When we pass to the popular amusements we are presented with the materials of pictures vividly realized in The Last Days of Pompeii, but somewhat faded since. "In the beginning gladiators' rank was made by condemned to death slaves and war prisoners. Later also thoughtless young men, who had never learned an advantageous trade, became gladiators." In the arena they engaged in sham fights till the spectators demanded blood. Then, "sometimes one provided one's self nets for wrapping up the adversary, who, hit by a trident much, frequently die. When the gladiator was deadly wounded, forsaking the arm, struck down and stretching the index, asked the people grace of life. The spectators decided up his destiny, turning the thumb to the breast, or toward the ground. The thumb turned toward the ground was the unlucky's death doom, and he had without fail the throat cut off."

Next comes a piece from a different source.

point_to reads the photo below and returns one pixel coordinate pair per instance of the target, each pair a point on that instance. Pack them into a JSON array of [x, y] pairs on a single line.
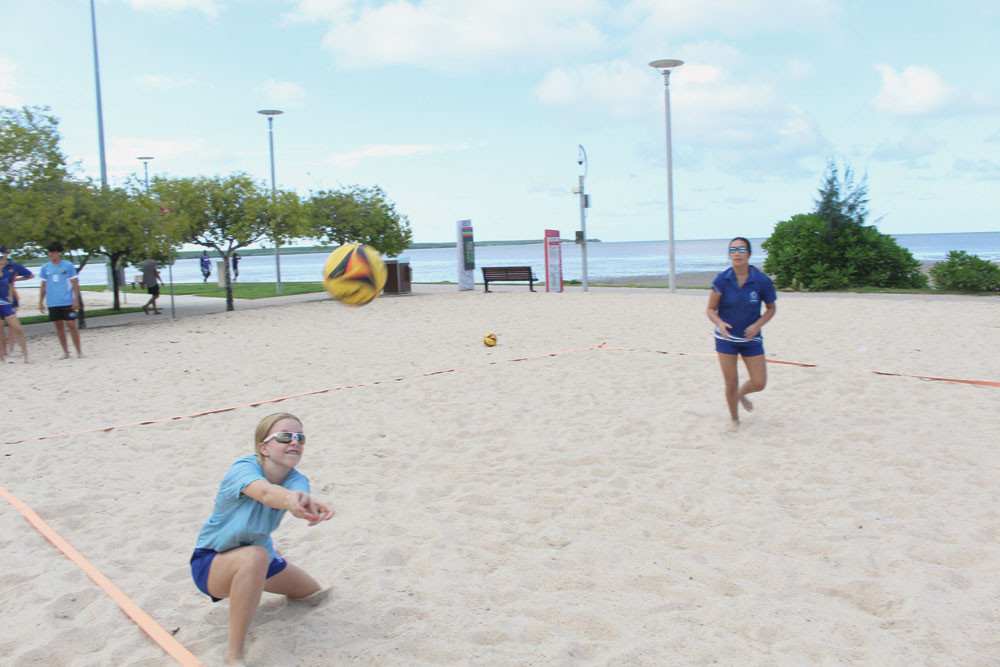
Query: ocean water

Such, dimly but unmistakably seen through our Italian author's well-reasoned English, were the ancient Pompeians; and, upon the whole, the visitor to their city could not wish them back in it. I preferred even those modern Pompeians who followed us so molestively to the train with bargains in postal-cards and coral. They are very alert, the modern Pompeians, to catch the note of national character, and I saw one of them pursuing an elderly American with a spread of hat-pins, primarily two francs each, and with the appeal, evidently studied from some fair American girl: "Buy it, Poppa! Six for one franc. Oh, Poppa, buy it!"

I had again lavished my substance upon first-class tickets, and so had my Utah friend, who expounded his philosophy of travel as we managed to secure a first-class carriage. "When I can't go first-class in Italy, I'll go home." I promptly and proudly agreed with him, but I concealed my morning's experience of the fact that in Italy you may sometimes go second class when you have paid first. I agreed with him, however, in not minding the plunder of Italian travel, since, with all the extortions, it would come to a third less than you expected to spend. His was the true American spirit.